The church was then abruptly told that the land had been previously promised to the city government for public use, Alexander Purshaga said.
Over the next five years, a series of alternative sites were offered to the church and retracted for various reasons. In 2003, Emmanuel managed to buy a house of culture on Ulitsa Bogdanova in southwest Moscow but was later denied permission to renovate it.
Lawrence Uzzell, president of International Religious Freedom Watch, said Emmanuel was far from alone in its plight. "Securing a meeting space is probably the most common type of problem that Protestant organizations in Russia have," Uzzell said.
Protestant churches throughout Russia have complained that owners of theaters and former cultural palaces have refused to let them rent rooms for religious services because of the opposition of local Orthodox priests or bishops, he said.
"In effect, Orthodox clergy were being given veto power over their competitors," Uzzell said.
Russian Orthodox Patriarch Alexy II's chief spokesman, Mikhail Moiseyev, denied such practices.
Regarding Emmanuel's difficulties, he said: "Construction in Moscow is a problem for everyone. If in this case there are problems, it's by no means connected to the Orthodox Church."
He noted, however, that "more than once the most holy patriarch has expressed the idea that the activities of many religious groups -- evangelists, neo-charismatics, pentacostals, whatever they call themselves -- have absolutely no historical tradition beneath them and are alien to Russian spiritual life."
Emmanuel's members disagree. Protestants have been active throughout territory of the former Soviet Union for over a century. The Russian Assemblies of God have been registered in the country since 1933, and the families of both Purshagas have worshiped in evangelical churches for generations.
"They ask us who our foreign sponsors are," Yelena Purshaga said. "They say we've come from America to bring a democratic revolution. We don't want anything of the kind. All we want is the land they promised us."
Last month, they decided they had waited long enough.
Emmanuel first held a rally of about 1,500 people on Pushkin Square on May 22. The church also filed for permission to hold a week of protests on Tverskaya Ploshchad. Alexander Purshaga said city authorities never contacted them to reject the request or to notify the church about a change in location within the three days required by law.

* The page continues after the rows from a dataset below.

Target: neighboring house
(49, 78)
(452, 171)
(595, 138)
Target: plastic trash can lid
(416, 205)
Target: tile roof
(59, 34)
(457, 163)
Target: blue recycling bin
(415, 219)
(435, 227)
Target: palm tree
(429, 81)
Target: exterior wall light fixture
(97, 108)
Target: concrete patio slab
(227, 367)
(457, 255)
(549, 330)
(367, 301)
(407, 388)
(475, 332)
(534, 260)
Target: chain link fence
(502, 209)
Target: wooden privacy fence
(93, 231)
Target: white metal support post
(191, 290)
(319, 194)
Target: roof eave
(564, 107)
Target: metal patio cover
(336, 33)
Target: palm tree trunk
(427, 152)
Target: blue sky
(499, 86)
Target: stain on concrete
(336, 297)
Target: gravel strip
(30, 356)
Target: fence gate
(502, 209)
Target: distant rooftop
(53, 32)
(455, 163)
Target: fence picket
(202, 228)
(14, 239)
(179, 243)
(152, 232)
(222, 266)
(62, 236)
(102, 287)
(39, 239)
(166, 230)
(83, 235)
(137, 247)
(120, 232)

When parishioners gathered on Tverskaya Ploshchad on May 30, "the police came and asked to see our papers. We showed them, and everything was fine," Purshaga said. "But on Tuesday, no one asked who we were, whether it was legal or not. They started tearing our posters down and grabbing women and pensioners."
The police department for the central administrative district has since produced a document dated May 26 -- three days after the legal deadline -- changing the rallies' location to Pushkin Square.

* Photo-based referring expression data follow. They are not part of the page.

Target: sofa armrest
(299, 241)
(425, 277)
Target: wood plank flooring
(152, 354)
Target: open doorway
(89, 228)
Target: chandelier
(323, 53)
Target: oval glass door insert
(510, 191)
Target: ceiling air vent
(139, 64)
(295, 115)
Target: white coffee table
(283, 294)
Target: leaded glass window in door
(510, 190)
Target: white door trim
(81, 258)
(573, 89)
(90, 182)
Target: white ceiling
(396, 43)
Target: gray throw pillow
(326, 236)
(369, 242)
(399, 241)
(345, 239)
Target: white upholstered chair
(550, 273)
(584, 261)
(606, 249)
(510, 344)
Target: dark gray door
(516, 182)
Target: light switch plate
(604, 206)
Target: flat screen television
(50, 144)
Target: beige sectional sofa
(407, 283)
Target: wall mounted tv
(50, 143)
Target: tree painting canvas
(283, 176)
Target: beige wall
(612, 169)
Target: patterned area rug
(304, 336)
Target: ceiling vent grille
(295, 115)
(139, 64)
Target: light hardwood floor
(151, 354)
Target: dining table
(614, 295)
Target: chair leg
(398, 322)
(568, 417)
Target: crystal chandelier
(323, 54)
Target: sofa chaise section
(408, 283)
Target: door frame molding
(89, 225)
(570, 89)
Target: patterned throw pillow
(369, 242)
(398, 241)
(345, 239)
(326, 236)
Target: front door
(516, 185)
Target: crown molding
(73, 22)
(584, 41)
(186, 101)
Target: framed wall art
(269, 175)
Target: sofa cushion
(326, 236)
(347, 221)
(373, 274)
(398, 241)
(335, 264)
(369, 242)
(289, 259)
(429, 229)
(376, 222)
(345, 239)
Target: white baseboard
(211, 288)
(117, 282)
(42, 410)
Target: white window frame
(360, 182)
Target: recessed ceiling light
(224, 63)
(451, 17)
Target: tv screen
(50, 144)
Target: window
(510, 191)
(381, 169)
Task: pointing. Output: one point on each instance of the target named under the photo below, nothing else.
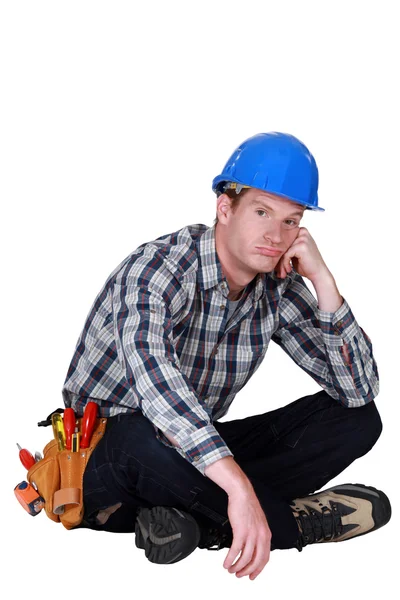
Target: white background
(115, 117)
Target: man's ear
(224, 206)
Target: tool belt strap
(63, 497)
(58, 478)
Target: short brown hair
(235, 199)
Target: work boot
(340, 513)
(168, 535)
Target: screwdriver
(26, 457)
(69, 426)
(87, 424)
(58, 430)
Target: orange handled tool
(87, 424)
(26, 458)
(69, 426)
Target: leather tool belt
(58, 477)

"They were not granted permission to demonstrate on Tverskaya Ploshchad. Therefore, the demonstration was unsanctioned," police spokeswoman Yelena Perfilova said.
Regarding parishioners' complaints of police force, she said, "The use of excessive force is forbidden by law."

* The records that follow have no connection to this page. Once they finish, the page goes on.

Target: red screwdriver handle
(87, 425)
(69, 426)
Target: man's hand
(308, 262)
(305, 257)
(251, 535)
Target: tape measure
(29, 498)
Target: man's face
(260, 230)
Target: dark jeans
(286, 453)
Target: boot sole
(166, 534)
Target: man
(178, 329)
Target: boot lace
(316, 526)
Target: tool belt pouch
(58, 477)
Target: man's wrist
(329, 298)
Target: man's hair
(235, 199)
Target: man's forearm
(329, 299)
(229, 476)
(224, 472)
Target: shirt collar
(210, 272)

Alexander Purshaga argued that the May 26 document had no legal force because it had been issued well after the three-day deadline had expired. "This was a provocation," he said.
His argument held little sway in court hearings this week. Several Emmanuel members were fined 500 to 1,000 rubles on charges of participating in an unsanctioned demonstration. Ilya Astafyev, an evangelical pastor who came from St. Petersburg to support the protest, was denied a petition for legal representation on Tuesday and sentenced to five days in jail. On Wednesday, Alexander Purshaga also received a sentence of five days in jail.
City authorities insisted that no one was targeting Protestant believers. "Moscow is a very crowded city," said Andrei Parnov, the spokesman for Deputy Mayor Mikhail Men. "About 400 other religious organizations are now in a similar situation of waiting for land.
"These kinds of churches shouldn't be in a hurry," he said.